In [1]:
import pandas as pd
import torch
import spacy
import ast
from transformers import AutoTokenizer, AutoModelForSequenceClassification
from sklearn.preprocessing import LabelEncoder
from torch.utils.data import Dataset, DataLoader, random_split

In [2]:
df = pd.read_csv("healthcare_intent_dataset.csv")

In [3]:
# Ensure all entity values are strings and handle missing values
df["entities"] = df["entities"].astype(str)  # Convert to string
df["entities"] = df["entities"].apply(lambda x: x if x.strip().startswith("{") else "{}")  # Replace invalid values

# Convert valid JSON-like strings to dictionaries
df["entities"] = df["entities"].apply(lambda x: ast.literal_eval(x) if x.strip() else {})
df.sample()

Unnamed: 0,query,intent,entities
376,Cancel my appointment for August 30th,cancel_test,{'DATE': 'August 30th'}


In [4]:
# Encode intent labels
label_encoder = LabelEncoder()
df["intent_label"] = label_encoder.fit_transform(df["intent"])

In [5]:
# Display intent mappings
intent_mapping = dict(zip(label_encoder.classes_, range(len(label_encoder.classes_))))
print("Intent Mapping:", intent_mapping)

Intent Mapping: {'book_test': 0, 'cancel_test': 1, 'medical_query': 2, 'retrieve_document': 3, 'upload_document': 4}


In [6]:
# Load tokenizer (RoBERTa for better NLP handling)
MODEL_NAME = "roberta-base"
tokenizer = AutoTokenizer.from_pretrained(MODEL_NAME)

In [7]:
# Tokenize queries
tokens = tokenizer(list(df["query"]), padding=True, truncation=True, return_tensors="pt")
labels = torch.tensor(df["intent_label"].values)

In [8]:
# Convert entities to tensor-friendly format
entity_labels = [str(e) for e in df["entities"]]

In [9]:
# Create Dataset class
class IntentDataset(Dataset):
    def __init__(self, encodings, labels):
        self.encodings = encodings
        self.labels = labels

    def __len__(self):
        return len(self.labels)

    def __getitem__(self, idx):
        item = {key: torch.tensor(val[idx]) for key, val in self.encodings.items()}
        item["labels"] = torch.tensor(self.labels[idx])
        return item

dataset = IntentDataset(tokens, labels)

In [10]:
# Split dataset (80% train, 20% validation)
train_size = int(0.8 * len(dataset))
train_dataset, val_dataset = random_split(dataset, [train_size, len(dataset) - train_size])

In [11]:
# DataLoader
train_loader = DataLoader(train_dataset, batch_size=16, shuffle=True)
val_loader = DataLoader(val_dataset, batch_size=16)

In [12]:
from transformers import AdamW

# Load model
model = AutoModelForSequenceClassification.from_pretrained(MODEL_NAME, num_labels=len(intent_mapping))

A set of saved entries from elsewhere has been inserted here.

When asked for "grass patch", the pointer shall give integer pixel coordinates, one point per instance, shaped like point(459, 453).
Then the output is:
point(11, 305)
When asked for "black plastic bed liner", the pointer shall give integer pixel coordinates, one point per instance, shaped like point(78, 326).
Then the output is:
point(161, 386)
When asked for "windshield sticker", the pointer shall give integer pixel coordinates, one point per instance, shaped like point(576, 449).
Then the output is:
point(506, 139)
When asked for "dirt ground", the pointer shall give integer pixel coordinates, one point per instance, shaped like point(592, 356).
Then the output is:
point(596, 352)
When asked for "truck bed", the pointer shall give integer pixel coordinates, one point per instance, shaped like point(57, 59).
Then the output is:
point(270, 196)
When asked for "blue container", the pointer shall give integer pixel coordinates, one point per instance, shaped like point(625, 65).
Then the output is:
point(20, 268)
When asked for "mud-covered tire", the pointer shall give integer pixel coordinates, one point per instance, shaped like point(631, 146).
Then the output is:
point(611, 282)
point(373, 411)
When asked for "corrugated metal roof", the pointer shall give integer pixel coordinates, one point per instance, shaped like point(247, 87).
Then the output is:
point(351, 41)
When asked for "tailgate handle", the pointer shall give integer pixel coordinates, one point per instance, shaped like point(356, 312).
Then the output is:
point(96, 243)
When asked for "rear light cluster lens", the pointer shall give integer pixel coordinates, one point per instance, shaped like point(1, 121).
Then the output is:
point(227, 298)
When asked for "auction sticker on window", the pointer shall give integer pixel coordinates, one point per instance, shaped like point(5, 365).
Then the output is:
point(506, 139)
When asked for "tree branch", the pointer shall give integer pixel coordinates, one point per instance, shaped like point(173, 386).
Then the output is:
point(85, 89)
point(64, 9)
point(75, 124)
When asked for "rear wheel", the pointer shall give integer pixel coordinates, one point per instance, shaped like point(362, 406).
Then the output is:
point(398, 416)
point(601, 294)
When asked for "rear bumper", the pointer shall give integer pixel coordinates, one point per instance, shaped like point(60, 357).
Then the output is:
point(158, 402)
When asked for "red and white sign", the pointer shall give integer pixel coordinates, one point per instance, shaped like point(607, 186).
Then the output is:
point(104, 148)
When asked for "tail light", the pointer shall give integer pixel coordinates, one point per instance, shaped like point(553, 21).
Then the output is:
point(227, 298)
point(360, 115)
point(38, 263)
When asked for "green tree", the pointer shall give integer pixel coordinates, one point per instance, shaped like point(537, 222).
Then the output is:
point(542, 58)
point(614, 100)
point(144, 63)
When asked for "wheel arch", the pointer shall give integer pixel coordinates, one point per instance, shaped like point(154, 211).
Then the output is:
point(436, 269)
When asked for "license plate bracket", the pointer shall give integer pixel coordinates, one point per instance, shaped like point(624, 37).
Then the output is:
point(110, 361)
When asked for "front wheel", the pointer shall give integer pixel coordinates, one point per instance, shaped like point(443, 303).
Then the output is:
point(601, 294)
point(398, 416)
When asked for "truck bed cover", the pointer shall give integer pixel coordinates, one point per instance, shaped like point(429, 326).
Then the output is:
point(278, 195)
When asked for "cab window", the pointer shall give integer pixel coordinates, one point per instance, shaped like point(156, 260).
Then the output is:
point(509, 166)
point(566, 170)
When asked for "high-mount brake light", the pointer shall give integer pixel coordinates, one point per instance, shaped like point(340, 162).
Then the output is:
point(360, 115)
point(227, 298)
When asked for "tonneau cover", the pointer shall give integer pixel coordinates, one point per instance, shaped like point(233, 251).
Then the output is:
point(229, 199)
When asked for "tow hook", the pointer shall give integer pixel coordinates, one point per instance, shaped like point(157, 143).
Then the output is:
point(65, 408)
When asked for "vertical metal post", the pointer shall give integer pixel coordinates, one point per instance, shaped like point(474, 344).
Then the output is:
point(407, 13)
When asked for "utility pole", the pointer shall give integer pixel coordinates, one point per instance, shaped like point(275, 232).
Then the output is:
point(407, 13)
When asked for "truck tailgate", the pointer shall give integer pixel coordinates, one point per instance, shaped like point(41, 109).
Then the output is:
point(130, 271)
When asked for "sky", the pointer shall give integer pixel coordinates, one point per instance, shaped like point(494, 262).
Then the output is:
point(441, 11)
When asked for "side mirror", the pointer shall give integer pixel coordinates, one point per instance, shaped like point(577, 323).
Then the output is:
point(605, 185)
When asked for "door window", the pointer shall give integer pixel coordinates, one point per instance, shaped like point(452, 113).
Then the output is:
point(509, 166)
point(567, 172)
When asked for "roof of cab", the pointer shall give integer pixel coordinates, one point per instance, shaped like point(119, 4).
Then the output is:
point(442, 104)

# Move model to GPU if available
device = torch.device("cuda" if torch.cuda.is_available() else "cpu")
model.to(device)

# Define optimizer
optimizer = torch.optim.AdamW(model.parameters(), lr=5e-5)

Some weights of RobertaForSequenceClassification were not initialized from the model checkpoint at roberta-base and are newly initialized: ['classifier.dense.bias', 'classifier.dense.weight', 'classifier.out_proj.bias', 'classifier.out_proj.weight']
You should probably TRAIN this model on a down-stream task to be able to use it for predictions and inference.


In [None]:
# Training loop
EPOCHS = 3
for epoch in range(EPOCHS):
    model.train()
    total_loss = 0

    for batch in train_loader:
        input_ids, attention_mask, labels = [x.to(device) for x in batch.values()]

        optimizer.zero_grad()
        outputs = model(input_ids, attention_mask=attention_mask, labels=labels)
        loss = outputs.loss
        loss.backward()
        optimizer.step()

        total_loss += loss.item()

    print(f"Epoch {epoch+1}, Loss: {total_loss / len(train_loader)}")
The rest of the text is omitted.